March 3, 2023

How Electoral Politics Turned Toxic

WhoWhatWhy - Politics is no longer politics. The traditional basis of politics in the West, in which ideologies compete over policy, has been replaced by vapid Team Politics. Power is no longer a means to the goal of passing legislation and enacting regulations that change society, but an end in and of itself. Parties no longer promote platforms; the Republican Party didn’t even bother to have one in 2020. Democrats and Republicans promulgate their respective cultural vibes.

Party officials and politicians used to dream of securing a place in our historical pantheon, the afterlife of the republic — statues, their face on a stamp, school children forced to memorize their names and deeds. Not any more. If Ron DeSantis and Mitch McConnell and Kamala Harris are driven by a set of ideals and a vision for the future of the republic, there is little visible evidence. This generation of politicians appears to crave power as a conduit to the ephemeral, present-day pleasures of careerism and financial remuneration.

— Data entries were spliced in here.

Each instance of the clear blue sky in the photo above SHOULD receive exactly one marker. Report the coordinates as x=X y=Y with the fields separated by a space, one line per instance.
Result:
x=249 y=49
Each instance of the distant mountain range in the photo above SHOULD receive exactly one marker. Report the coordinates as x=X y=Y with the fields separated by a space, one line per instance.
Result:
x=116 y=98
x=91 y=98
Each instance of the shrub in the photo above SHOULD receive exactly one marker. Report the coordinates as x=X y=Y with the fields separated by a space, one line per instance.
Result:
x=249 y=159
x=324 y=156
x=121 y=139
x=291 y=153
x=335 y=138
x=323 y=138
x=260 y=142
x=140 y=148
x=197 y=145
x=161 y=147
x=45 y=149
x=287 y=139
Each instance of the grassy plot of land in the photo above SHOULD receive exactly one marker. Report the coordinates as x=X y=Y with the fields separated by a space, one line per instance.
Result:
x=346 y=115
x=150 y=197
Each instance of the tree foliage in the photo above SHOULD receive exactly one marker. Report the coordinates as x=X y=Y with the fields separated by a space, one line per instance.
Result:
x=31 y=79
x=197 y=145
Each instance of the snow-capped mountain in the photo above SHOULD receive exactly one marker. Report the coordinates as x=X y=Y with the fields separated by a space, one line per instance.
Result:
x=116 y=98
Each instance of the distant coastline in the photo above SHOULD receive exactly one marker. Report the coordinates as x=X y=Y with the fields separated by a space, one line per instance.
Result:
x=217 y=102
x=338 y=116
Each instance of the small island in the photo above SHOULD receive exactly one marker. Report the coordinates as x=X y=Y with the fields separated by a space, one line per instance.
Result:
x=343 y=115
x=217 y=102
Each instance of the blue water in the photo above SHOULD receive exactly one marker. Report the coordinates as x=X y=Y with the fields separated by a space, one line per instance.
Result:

The political class is in it for themselves, not for us. And we know it. A February 5 ABC News/Washington Post poll finds that seven out of ten of Americans have little or no confidence in the president or either party in Congress to make the right decisions for the country’s future.

1 comment:

Walker said...

Sam,

I know you know this -- the primary underlying reason our politics is so toxic is that we set it up as a winner-take-all game of finite duration where the winners in one round get to twist the rules to give themselves unearned advantage in the next rounds, to the point where we don't even have functioning multiparty democracies in many states.

Winner-take-all games are zero sum -- meaning that the parties cannot produce a net benefit to both through cooperation, and that anything that I gain is at your expense, and vice versa.

So the cliche is really true: Every election is the most important in your lifetime because each election under such rules means that one party could have the opportunity to twist the rules and lock themselves into power and render elections polite fictions (as they so often are in intensively gerrymandered districts).

So, zero sum, super high stakes --- oh, yes, and the determination of those with wealth to ensure that only those with wealth have any meaningful chance of influencing the selection of candidates at the critical pre-filing stage. All US elections are the result of "wealth primaries" where the wealthy get to determine which candidates the rest will be allowed to consider. Nobody at the top of our hyperunequal society wants public funding of campaigns because that would mean closing the market that they control, a market that gives them astronomically high returns on investments.

So, zero sum, super high stakes, and completely privatized control by wealth, which soon applies all the tools of mass media and propaganda (and now, lately, microtargeting to deliver each individual voter a specially selected set of messages so that we don't even share a country any more when considering the same set of candidates .... two neighbors can see two totally different sets of ads with completely different and fictional descriptions of the candidates, their positions, etc. and no one is able to know what voters are being served). Mass media and propaganda work better through fear than love. Fear works. If you want to control people, make them afraid. So you have every reason to make your opponents into your enemies, you have every incentive not to pull your punches, you have access to extraordinarily capable digital tools that let you create completely different information environments for each possible voter, and you have a system that ensures that only the tiny few of wealth can do any of the above.

A perfect recipe for toxic politics. But it all starts with a politics of winner take all. If we can move to proportional representation systems, where cooperation beats confrontation instead of winner take all, there is a chance we can survive. But continuing to do politics on the model developed in 17th C Britain is going to end us if we don't.